Er sagte die Wahrheit. Ich konnte seinen unberührten Herzschlag hören. Er war davon überzeugt, die Wahrheit zu sagen und diese Überzeugung war unumstößlich.
"Ich will aber mal nicht so sein. Ich helfe dir etwas." Und mit diesen Worten trat er etwas von mir und beugte sich zu meinen Armen. "Ich finde es witzig, dass sie dich mit Ketten am ganzen Körper an diese Wand gefesselt haben. Du siehst fast wie moderne Kunst aus. Ich habe die nie verstanden. Ich bin mir ziemlich sicher, dass ich auch solche Sachen wie drei Kreise und vier Dreiecke nebeneinander zeichnen könnte. Wieso können die Menschen das für einen hohen Preis loswerden und meins landet im Mülleimer? Ach, muss ich das überhaupt verstehen?"
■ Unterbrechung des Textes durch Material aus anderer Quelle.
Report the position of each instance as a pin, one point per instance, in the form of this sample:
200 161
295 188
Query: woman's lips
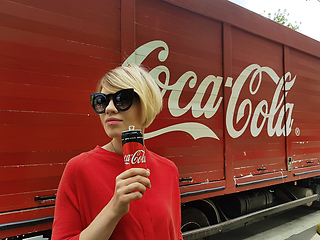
112 121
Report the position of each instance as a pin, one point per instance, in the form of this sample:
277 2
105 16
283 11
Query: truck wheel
192 218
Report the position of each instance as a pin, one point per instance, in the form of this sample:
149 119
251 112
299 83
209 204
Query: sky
306 12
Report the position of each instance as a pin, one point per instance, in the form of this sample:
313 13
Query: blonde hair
136 77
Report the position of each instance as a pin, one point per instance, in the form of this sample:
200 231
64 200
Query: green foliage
281 17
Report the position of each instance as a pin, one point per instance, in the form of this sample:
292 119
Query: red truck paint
241 95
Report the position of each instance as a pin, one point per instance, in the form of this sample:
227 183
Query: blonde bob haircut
136 77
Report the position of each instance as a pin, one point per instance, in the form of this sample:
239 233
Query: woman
97 198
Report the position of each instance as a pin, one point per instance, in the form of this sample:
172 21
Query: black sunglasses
122 100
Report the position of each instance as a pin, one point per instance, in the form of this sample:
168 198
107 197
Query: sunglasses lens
99 103
123 99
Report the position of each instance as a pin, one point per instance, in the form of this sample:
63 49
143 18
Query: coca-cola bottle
133 149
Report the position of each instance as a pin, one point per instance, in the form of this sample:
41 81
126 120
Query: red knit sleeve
67 222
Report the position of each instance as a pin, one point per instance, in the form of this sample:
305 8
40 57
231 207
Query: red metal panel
51 56
254 153
305 135
185 34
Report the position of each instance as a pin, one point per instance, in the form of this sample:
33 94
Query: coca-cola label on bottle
133 149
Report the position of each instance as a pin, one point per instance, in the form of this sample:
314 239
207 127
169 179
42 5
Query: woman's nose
111 107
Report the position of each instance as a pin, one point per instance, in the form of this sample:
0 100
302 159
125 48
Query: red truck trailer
241 113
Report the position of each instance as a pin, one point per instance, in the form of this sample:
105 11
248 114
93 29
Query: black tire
192 218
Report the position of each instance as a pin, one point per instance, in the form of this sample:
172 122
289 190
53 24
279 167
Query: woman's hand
130 185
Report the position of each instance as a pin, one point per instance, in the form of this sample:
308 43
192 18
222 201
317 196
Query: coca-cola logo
136 158
273 111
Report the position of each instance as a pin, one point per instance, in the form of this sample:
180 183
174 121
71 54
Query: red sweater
88 183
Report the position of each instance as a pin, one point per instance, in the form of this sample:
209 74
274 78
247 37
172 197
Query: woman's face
115 122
Seine Hand berührte sanft meinen Arm, was mich zusammezucke ließ. Er reagierte nicht auf meine Reaktion. Stattdessen packte er nur meinen Arm und rammte seine Klauen in meine Haut. Schockiert schrie ich auf. Als ich das letzte mal bei Bewusstsein war, hat mich der Alphafluch verfolgt und jetzt misshandelte mich mein Bruder. Ich sollte einfach weiterschlafen.
Immer und immer wieder riss er mit seinen scharfen Klauen Fleischstücke aus meinem Arm. Erst jetzt bemerkte ich, dass das Tropfen immer heftiger wurde. Verwirrt drehte ich meinen Kopf zur Seite, musst aber direkt wieder abbrechen. Der Schmerz an meinem Hals und Nacken hinderte mich davon, meine Arme zu betrachten. "So. Fertig. Ich hoffe, dir gefällt es. Ich kann die Ketten und Handschellen schlecht lösen. Stattdessen habe ich einfach das Fleisch aus deinem Arm genommen. Das ist ein Sieg für uns alle! Bei dir ist es nicht mehr so eng um die Arme und die Darachs könne noch schneller Blut sammeln!"
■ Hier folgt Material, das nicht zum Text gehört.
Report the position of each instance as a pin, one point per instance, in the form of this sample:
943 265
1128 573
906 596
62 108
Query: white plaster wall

Ich lachte. "Bin ich etwa deshalb hier? Damit ich Blut spenden kann?"
"So ziemlich. Ich würde aber an deiner Stelle meinen Kopf nicht so schnell bewegen. Ich habe dich vorhin mit einer Schlinge, die mit Rasierklingen geschmückt war, aufgehangen. Dein Hals sollte ziemlich demoliert sein. Lass es nicht darauf ankommen. Wir brauchen dich am Leben. Na dann, viel Spaß und denk genau darüber nach, ob du uns wirklich gegenüberstehen willst oder weiterhin behaupten willst, uns zu unterstützen."
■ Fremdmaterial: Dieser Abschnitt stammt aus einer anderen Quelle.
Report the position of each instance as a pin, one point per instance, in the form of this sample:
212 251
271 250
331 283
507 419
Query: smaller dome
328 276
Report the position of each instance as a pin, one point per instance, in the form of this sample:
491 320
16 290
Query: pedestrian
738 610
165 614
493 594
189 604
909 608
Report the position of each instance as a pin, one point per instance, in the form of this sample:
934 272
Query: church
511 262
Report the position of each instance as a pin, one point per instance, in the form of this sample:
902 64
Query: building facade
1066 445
Er drehte sich gelassen um und verließ pfeifend den Raum. Und ließ mich zurück. Es wurde dunkel um mich herum und ich war erneut gefangen im Nichts. Niemand war hier, der mir helfen könnte. Ich war auf mich gestellt, aber kam nicht frei. Ich wollte den anderen helfen, aber ich verstand auch, wofür die Darachs kämpften. Ich wünschte, ich könnte wenigstens einmal in meinem Leben für mich selbst einstehen und mich nicht von anderen lenken lassen.